En quelques heures, les messages de soutien et d'encouragement s'affichent par dizaines sur l'écran de son smartphone. « Je me rends compte que j'ai pris du poids... J'ai un discours simple dans lequel les gens se retrouvent », analyse Jérôme Bayle. Cet agriculteur bovin du Volvestre, âgé d'une quarantaine d'années, a hérité d'une exploitation familiale d'une centaine d'hectares, notamment après le suicide de son père. « Chaque jour, deux agriculteurs se suicident en France.
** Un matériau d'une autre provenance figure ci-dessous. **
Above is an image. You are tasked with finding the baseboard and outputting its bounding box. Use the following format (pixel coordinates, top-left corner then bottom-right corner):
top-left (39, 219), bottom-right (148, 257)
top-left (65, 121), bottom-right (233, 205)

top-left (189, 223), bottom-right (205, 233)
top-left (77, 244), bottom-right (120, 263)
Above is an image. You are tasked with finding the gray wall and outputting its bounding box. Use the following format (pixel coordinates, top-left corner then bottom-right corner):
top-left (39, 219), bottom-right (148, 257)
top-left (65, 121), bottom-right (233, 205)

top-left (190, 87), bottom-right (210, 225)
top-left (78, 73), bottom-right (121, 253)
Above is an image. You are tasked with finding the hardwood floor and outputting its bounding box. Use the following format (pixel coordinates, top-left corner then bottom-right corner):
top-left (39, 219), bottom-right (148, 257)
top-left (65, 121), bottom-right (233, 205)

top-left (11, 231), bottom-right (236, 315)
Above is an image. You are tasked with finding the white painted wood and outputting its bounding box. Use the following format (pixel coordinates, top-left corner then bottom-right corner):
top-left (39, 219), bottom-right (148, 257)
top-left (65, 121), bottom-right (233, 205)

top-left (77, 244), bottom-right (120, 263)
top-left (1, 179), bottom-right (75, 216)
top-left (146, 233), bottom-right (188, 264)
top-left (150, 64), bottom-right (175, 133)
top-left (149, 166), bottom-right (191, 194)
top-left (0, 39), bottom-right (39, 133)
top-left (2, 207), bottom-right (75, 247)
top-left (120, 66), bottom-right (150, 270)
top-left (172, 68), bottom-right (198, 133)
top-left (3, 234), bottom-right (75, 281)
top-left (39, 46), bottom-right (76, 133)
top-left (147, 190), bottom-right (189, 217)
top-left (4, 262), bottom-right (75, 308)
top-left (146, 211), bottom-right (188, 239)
J'ai envie d'arrêter ce massacre agricole et mettre fin à cette situation de pauvreté dans notre profession. Nous nous battons pour du concret et non plus pour des paroles », poursuit l'homme propulsé par ses pairs à la tête de la fronde agricole, enclenchée lors d'une manifestation dans les rues de Toulouse le 16 janvier dernier.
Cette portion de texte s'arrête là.